Though every night proved me wrong, the Moon looked at me with sad eyes, which only I could feel  aimed at me.
The clouds let the rain fall, resembling the tears I couldn't cry out, as the wind blew over the branches creating a gut wrenching scream. Like the one my heart begged to yell.

So what about my goodbye?
Have you ever thought of how forced I was to change in such a short time, all because you left?

Relapse.

I've heard it all many times,
I've felt it more than once,
I've done it yet again.
Somehow, it feels right,
Even though I know it's all wrong,
It hurts too good for me to stop.
Maybe I deserve it all,
Maybe if I were two feet underground,
I'd finally feel like I belong.

The voices in my head want me to hurt myself, my heart aches as my mind begs for a sting.
The sharp yet cold blade, feels right when it's piercing through my skin.
Blood pouring out of my wounds,
While I smile through the tears.
Warm water running over my fresh scars, it stings, yet why do I like it all?

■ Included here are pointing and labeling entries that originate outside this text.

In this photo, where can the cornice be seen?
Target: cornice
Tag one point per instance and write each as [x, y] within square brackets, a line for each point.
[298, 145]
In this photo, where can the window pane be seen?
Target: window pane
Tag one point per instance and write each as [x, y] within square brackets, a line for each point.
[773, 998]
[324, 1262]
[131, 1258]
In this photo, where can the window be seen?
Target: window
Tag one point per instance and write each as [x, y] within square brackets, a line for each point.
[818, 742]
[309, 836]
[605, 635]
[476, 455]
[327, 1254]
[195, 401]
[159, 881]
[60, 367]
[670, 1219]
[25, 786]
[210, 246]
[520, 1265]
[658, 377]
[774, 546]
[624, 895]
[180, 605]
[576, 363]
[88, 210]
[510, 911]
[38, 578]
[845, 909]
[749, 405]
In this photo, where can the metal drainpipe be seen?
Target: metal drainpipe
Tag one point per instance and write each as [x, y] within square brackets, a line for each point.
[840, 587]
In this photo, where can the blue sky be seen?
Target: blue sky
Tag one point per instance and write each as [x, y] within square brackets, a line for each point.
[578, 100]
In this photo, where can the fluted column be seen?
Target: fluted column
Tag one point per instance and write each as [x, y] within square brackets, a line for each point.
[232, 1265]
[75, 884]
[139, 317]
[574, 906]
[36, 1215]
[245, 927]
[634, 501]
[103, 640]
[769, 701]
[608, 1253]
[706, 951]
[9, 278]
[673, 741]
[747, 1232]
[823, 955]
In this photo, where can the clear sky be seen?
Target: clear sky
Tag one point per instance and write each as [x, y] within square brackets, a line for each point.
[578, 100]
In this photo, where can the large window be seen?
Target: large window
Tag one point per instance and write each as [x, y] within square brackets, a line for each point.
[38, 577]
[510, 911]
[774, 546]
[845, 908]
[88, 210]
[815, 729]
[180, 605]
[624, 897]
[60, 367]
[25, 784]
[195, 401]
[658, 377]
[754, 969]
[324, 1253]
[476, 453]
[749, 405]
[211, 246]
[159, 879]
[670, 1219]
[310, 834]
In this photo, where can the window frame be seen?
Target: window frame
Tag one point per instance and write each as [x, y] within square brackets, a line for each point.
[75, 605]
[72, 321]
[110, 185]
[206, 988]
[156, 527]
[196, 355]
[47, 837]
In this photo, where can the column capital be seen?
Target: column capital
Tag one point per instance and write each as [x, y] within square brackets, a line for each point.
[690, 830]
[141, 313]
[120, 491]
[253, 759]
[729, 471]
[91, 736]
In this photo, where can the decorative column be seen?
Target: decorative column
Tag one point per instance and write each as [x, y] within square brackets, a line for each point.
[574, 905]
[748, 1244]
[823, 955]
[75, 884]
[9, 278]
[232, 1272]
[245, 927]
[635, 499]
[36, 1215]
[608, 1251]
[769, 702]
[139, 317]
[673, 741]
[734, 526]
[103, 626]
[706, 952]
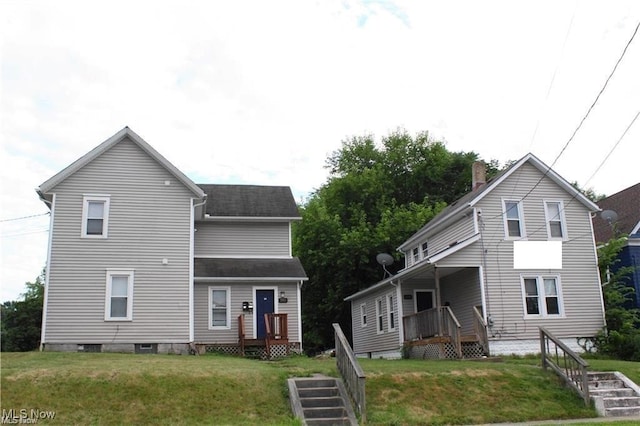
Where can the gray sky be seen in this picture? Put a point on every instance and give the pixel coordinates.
(261, 92)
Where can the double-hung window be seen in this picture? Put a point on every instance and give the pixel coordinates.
(119, 299)
(542, 295)
(554, 213)
(379, 317)
(95, 216)
(513, 221)
(363, 315)
(391, 313)
(219, 308)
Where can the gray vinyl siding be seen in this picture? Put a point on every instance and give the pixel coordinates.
(579, 280)
(366, 339)
(242, 292)
(462, 291)
(459, 231)
(242, 239)
(148, 221)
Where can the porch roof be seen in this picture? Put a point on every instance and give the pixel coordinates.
(225, 269)
(421, 268)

Everywhere I go, I don't feel like I belong. I turn around, only to see an empty room with no one to wipe my tears.
How am I a bad person,
And why is it always me who takes the blame?
I'm a person too, aren't I?
I touch my skin with my hands,
Run my fingers over my veins and listen to my pulse.
If I have everything a human does,
Why am I not treated as one?

Apology.

Time passed by slowly on the hourglass placed near the counter,
Every new day and upcoming night, a lie after another followed by a mistake of yours appeared.
Those days I'd forgive you,
Out of pure guilt you'd trip me with.
Those late nights however, I'd tend to overthink.

I reminisce about those times and think to myself how grateful I am that you're no longer here.
The best actor of a victim would be you, thus no person falls victim to the hero's hand and I was no villain.
You were a perfect example, of a terrific story inside a famous writers book.
The manipulator, using an apology.
One after another,
I lost faith in us.
"I'm sorry."- You'd tell

No apologies are needed, a broken vase can never be as beautiful as it was before the fall.
Always taped, missing parts and spilling its contents.
Never the same, never complete.
That's how I feel about your actions towards me, that's why I don't take another apology.